Sir, We read with interest the case report “Endocarditis bacteriana por Kocuria kristinae en un paciente inmunocompetente. Reporte de caso” by S.M. Rojas Molina, et al1. The authors described about the Kocuria kristinae endocarditis in an immunocompetent woman. We agree that Kocuria kristinae is a rare organism and endocarditis caused by this organism is worth mentioning. However, there are certain questionable points in the report which we would wish to highlight and which need clarification.
Since the whole report is based on the microbiological aspect, specifications of the microbiological techniques used for identification of the isolate are needed for better clarity. How many blood culture sets were ordered? How many cultures were done? Did all the cultures grow the same organism?
In discussion part, the authors mentioned Vitek2 as the method used for the identification but what was the method used for confirmatory identity of the organism to label it as Kocuria kristinae? Even though, the new GP Vitek2 cards may have improved identification database but as stated by Ben Ami and Carmelli in their reply2,3, we too underscore the uncertainity of Vitek2 system in accurate identification of Kocuria spp. Here, we would like to share our experience for more support. In our laboratory, recently Kocuria spp. was identified by the Vitek2 system in two endocarditis cases, which were sent for repeat identification by MALDI-TOF MS. In one case, the organism was identified as Coagulase negative Staphylococci and in the other as Streptococcus viridans. MALDITOF MS, based on proteomics, nowadays is considered as a state-of-the-art identification method and is considered as more reliable than Vitek2 which is based on biochemical reactions. With such incidences of discordant results, we recommend confirmatory method of 16S gene sequencing for all isolates identified as Kocuria spp.by Vitek2 system.

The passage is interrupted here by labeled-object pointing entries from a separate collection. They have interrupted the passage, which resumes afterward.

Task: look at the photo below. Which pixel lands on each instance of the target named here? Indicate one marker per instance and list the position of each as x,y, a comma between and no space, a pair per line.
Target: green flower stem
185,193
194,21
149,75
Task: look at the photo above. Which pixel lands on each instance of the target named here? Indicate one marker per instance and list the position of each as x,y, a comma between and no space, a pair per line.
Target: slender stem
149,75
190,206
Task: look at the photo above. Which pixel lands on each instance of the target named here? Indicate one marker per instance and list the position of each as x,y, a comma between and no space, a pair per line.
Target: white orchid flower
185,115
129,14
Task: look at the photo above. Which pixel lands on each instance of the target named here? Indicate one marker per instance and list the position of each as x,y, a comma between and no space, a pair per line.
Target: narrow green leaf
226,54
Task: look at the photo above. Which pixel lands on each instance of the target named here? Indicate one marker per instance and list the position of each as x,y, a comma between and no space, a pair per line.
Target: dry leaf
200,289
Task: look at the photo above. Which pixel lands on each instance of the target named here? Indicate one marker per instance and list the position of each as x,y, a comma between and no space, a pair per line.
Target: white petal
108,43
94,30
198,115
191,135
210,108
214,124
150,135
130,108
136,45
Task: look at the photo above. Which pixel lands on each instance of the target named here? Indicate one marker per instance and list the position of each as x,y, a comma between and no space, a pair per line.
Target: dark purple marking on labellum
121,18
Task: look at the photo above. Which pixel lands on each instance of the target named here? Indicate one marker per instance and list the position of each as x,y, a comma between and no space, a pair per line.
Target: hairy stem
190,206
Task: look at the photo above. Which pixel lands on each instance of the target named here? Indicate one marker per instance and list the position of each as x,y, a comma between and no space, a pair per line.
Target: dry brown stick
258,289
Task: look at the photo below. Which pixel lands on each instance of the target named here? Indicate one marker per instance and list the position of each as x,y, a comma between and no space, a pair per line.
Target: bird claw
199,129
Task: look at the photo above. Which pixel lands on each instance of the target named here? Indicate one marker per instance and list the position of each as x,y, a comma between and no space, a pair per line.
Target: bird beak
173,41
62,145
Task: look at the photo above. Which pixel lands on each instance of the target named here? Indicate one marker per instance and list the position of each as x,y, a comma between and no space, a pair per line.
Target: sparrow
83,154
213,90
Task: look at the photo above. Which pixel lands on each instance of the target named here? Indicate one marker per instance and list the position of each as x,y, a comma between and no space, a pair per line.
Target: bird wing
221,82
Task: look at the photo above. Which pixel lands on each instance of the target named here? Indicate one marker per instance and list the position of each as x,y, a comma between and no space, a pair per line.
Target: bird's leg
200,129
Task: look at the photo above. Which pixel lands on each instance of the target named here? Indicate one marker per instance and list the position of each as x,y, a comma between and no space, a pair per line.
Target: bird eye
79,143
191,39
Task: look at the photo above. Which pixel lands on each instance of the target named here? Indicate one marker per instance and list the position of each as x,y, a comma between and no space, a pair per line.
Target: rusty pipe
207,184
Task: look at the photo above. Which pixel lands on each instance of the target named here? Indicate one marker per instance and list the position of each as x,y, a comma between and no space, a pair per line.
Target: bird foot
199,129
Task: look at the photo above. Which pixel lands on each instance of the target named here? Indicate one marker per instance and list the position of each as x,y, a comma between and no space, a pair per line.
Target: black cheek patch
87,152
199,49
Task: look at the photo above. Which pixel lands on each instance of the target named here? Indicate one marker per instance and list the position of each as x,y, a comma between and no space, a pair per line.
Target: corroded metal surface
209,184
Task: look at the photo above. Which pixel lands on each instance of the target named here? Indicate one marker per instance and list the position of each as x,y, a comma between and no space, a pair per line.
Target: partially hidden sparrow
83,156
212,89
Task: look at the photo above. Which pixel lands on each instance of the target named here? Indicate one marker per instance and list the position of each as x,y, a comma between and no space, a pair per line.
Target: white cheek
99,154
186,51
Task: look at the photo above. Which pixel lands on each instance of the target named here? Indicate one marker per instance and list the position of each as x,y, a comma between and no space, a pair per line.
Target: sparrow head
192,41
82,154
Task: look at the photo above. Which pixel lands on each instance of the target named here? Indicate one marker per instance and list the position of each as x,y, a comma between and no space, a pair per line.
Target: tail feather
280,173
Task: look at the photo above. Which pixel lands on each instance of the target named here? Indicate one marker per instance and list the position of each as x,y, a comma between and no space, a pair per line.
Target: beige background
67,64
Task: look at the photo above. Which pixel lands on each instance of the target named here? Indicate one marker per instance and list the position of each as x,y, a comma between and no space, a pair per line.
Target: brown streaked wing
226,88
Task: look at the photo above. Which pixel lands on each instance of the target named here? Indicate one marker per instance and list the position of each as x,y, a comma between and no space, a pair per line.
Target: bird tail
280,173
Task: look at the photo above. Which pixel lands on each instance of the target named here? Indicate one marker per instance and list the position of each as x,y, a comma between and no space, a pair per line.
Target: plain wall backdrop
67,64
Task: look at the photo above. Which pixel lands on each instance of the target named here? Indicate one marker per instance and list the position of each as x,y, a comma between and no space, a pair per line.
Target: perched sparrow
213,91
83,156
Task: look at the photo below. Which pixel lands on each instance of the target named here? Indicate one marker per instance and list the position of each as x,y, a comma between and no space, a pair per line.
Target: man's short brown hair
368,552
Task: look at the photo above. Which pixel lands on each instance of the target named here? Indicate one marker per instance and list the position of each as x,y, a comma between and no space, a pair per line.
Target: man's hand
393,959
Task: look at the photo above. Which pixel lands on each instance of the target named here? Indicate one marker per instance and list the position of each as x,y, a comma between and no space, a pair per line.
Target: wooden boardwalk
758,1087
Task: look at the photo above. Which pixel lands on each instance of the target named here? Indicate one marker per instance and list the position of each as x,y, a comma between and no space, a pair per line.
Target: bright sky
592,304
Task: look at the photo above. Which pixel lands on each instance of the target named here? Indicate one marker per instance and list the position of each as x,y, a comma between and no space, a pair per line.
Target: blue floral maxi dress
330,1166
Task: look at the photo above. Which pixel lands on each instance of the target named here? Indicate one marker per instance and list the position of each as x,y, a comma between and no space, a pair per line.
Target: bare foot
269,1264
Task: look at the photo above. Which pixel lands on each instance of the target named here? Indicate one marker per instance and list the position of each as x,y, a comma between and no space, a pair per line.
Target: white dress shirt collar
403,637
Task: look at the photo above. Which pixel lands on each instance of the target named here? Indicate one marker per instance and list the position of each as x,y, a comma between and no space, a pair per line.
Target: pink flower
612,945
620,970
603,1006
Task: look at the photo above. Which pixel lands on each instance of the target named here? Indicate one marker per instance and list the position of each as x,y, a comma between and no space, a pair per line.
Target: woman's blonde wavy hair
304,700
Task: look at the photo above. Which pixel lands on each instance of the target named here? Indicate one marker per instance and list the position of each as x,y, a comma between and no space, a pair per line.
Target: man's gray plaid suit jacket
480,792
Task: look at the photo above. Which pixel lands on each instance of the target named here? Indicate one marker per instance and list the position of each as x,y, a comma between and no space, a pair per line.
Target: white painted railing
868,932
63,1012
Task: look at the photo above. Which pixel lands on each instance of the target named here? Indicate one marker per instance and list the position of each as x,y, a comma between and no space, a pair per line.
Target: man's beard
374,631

Kocuria in itself is a rare organism with no antimicrobial sensitivity guidelines as of now, hence sensitivity profile of the isolate as such may or may not be taken as a method for preliminary identification of the organism, remains to be determined.
In conclusion, we suggest confirmatory identification by gene sequencing methods for any isolate identified as Kocuria spp. by Vitek2 system. This would prevent misidentifications as well as over-reporting of rare Kocuria kristinae cases especially in endocarditis infections.